Un coordinateur et son pokémon sont censés se faire confiance.

Ça lui avait tellement fait bizarre cette manière qu’elle avait eu de le regarder, comme si elle croyait qu’il lui mentait. Et non, cacher ce qu’il y avait sous le masque n’était pas vraiment un mensonge, plutôt une sécurité pour justement ne pas lui mentir quand il disait « qu’il resterait avec elle », et cela même si elle disait… Sacha effleura le bout de son museau, ses joues, il repensa à la pokéball qui avait très bien pu l’altérer : le dresseur, ses sentiments, ses actions, ses rêves, et qui pourtant à présent lui apparaissait comme une protection, un garant de quelque chose qu’il avait de plus en plus envie d’atteindre, de devenir, et cela impliquait que le Sacha qu’il y avait sous ces écailles reste à l’écart un peu plus longtemps.

Le faux pokémon déglutit. Serena se présentait sur scène et il était étrange de la voir de si loin, de ne pouvoir que difficilement distinguer les contours de sa robe et deviner plus que voir les mouvements qu’elle faisait. Il descendit les escaliers, pas plus de deux marches, mais juste assez pour mieux la voir et remarquer que la coordinatrice n’était pas tout à fait à ce qu’elle faisait.

- C’est pas terrible, entendit-il chuchoter.

Il claqua de la queue et siffla. C’était surtout que Serena s’était prise un ménin-truc il y a peu et… Elle avait aussi à penser à un dracaufeu qui n’était pas si dracaufeu que ça et qui devrait sans aucun doute faire profil bas. Du style croiser les bras, s’assoir et…

"Comme si…" gronda-t-il. "SERENA ! Serena tu peux le faire ! Se-re-na ! Se-re-na ! SE-RE-NA !"

Il fit tourner les têtes de la moitié du public et en fit même lever certains de leurs sièges, mais il fallait bien ça pour que la principale concernée l’entende.

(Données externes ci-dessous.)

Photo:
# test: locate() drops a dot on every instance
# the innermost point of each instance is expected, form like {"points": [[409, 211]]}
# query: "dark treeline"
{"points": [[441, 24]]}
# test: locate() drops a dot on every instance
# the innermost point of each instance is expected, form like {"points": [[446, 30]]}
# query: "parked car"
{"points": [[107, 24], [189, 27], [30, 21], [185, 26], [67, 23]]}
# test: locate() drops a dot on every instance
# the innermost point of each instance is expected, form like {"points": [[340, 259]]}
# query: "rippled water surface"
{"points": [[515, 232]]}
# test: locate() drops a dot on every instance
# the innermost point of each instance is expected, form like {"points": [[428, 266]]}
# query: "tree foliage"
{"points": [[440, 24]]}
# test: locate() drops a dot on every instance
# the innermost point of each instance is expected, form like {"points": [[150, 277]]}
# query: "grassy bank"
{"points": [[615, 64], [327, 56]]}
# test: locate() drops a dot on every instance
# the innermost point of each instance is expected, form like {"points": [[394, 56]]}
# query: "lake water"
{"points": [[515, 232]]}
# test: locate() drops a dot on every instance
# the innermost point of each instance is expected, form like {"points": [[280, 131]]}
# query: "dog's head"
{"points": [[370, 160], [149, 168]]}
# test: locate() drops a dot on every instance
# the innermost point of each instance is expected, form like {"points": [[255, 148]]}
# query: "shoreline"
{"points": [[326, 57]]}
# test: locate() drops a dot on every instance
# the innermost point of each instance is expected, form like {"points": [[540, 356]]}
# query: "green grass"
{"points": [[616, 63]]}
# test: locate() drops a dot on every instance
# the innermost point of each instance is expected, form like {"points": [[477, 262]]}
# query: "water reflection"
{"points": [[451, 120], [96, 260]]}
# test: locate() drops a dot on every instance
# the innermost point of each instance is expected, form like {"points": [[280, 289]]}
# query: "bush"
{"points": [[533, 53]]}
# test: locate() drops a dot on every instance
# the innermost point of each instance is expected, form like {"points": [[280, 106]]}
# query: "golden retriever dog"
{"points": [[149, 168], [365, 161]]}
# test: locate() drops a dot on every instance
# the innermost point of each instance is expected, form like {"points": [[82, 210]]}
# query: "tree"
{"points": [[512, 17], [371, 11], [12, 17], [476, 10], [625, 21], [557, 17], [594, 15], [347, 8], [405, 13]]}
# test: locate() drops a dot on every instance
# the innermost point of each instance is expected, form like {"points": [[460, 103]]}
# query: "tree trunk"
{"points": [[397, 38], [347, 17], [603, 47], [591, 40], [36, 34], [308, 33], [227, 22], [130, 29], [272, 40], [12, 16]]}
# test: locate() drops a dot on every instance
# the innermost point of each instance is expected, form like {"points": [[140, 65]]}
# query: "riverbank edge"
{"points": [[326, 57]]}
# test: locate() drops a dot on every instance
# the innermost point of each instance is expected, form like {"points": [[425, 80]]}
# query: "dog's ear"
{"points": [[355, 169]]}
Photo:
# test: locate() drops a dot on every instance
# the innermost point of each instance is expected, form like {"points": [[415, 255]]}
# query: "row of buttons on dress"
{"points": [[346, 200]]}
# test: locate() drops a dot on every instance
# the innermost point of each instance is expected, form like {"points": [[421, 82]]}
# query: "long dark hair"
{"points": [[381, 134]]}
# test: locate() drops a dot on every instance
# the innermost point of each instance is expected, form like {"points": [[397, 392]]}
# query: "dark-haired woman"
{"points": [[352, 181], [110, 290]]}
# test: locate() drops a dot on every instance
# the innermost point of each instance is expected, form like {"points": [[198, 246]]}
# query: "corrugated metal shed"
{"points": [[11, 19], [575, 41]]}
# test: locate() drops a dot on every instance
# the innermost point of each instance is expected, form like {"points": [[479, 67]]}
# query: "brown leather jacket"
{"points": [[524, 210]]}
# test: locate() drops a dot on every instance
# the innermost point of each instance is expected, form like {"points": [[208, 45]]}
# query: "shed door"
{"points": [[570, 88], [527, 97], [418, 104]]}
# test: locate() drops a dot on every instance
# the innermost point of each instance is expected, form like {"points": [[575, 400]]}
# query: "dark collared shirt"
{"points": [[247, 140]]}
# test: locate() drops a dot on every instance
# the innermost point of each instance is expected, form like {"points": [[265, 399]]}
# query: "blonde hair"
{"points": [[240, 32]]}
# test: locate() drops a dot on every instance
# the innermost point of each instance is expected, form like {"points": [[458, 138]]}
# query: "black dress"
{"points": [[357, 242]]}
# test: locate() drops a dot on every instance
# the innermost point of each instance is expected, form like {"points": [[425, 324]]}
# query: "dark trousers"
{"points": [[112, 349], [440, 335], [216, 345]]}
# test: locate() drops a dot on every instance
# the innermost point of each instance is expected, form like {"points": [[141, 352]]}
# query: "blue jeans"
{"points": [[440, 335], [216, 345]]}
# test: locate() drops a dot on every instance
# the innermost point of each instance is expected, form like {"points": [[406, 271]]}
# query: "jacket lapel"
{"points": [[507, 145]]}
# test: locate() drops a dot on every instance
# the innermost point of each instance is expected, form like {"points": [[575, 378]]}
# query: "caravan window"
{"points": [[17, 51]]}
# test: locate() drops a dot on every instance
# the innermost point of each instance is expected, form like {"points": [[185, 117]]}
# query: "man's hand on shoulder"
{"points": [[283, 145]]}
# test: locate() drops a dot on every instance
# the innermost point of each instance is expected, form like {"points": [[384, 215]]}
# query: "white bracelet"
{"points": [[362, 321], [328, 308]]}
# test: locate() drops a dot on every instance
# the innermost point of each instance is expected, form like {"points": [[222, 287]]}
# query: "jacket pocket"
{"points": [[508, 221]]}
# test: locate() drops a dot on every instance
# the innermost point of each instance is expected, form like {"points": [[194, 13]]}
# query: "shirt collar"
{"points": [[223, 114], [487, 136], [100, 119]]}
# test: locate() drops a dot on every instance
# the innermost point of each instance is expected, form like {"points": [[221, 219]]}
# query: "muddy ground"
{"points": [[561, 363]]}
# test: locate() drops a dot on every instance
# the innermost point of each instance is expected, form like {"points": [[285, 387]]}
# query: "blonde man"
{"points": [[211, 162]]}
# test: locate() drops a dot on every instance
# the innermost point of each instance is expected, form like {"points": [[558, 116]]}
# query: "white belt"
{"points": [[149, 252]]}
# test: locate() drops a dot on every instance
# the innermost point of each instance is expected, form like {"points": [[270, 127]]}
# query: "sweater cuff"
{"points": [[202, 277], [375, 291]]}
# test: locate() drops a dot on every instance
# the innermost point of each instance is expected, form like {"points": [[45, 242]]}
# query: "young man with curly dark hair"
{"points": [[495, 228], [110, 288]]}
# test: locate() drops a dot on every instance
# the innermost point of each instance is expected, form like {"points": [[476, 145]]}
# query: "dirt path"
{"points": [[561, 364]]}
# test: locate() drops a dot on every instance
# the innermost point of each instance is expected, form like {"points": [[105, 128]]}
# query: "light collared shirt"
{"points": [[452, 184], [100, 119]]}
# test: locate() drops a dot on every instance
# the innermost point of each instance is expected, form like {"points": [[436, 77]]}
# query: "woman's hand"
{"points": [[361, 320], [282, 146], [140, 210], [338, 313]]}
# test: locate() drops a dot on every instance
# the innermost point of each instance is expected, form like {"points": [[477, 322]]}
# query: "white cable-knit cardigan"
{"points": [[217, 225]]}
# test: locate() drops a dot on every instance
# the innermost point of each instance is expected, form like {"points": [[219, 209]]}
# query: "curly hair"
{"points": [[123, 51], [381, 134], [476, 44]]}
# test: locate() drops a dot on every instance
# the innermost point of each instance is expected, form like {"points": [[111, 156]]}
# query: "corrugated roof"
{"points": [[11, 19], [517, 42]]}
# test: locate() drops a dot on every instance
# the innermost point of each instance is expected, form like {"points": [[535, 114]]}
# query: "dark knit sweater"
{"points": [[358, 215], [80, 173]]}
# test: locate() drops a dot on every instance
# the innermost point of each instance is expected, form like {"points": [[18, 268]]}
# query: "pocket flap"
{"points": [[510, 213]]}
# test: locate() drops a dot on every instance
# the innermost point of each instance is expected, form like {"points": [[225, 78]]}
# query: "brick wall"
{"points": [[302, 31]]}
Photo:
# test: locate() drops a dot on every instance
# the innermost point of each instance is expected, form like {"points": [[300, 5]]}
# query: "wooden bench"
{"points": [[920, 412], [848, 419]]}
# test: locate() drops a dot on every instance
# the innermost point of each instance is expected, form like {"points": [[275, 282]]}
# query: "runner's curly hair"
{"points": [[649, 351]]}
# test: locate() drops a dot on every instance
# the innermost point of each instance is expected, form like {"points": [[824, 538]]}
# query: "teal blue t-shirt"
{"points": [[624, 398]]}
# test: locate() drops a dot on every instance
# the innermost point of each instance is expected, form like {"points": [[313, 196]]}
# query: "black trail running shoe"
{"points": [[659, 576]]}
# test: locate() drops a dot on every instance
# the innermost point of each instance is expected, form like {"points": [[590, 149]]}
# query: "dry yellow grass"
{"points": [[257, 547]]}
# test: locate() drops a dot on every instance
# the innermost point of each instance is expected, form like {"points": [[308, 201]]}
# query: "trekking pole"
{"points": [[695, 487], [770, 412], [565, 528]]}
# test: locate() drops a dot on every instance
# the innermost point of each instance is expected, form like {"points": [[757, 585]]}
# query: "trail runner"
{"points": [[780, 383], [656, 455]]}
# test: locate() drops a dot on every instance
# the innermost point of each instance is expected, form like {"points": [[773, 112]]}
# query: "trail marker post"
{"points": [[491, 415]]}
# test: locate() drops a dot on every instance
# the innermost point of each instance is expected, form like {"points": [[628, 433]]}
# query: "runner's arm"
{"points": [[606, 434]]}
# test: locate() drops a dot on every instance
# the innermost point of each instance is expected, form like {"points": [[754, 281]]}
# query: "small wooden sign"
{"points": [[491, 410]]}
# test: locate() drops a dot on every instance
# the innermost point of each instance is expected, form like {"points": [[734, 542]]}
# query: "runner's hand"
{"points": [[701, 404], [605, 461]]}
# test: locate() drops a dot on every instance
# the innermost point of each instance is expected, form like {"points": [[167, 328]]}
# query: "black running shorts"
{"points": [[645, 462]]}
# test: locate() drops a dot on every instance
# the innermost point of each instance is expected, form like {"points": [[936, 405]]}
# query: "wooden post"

Je vais le regretter, je vais tellement le regretter, pleurait-il en silence sans penser le moins du monde à la partie « ridicule devant une bonne centaine de personnes » dans ce fameux regret.

Serena s’était figée, la main recroquevillée contre son cœur alors que son pokémon la mettait très clairement dans l’embarras, ou Sacha. Et si le garçon n’avait jamais caché son soutien lorsqu’ils voyageaient à Kalos, il n’avait jamais autant… ça suffit ! se décida-t-elle à poursuivre sa performance. Elle avait beau être complètement perdue et ne plus savoir si elle pouvait encore croire en ce pokémon (s’il en était vraiment un), mais une chose était sûre : là, maintenant, la seule chose qu’elle voulait était répondre à celui qui l’encourageait.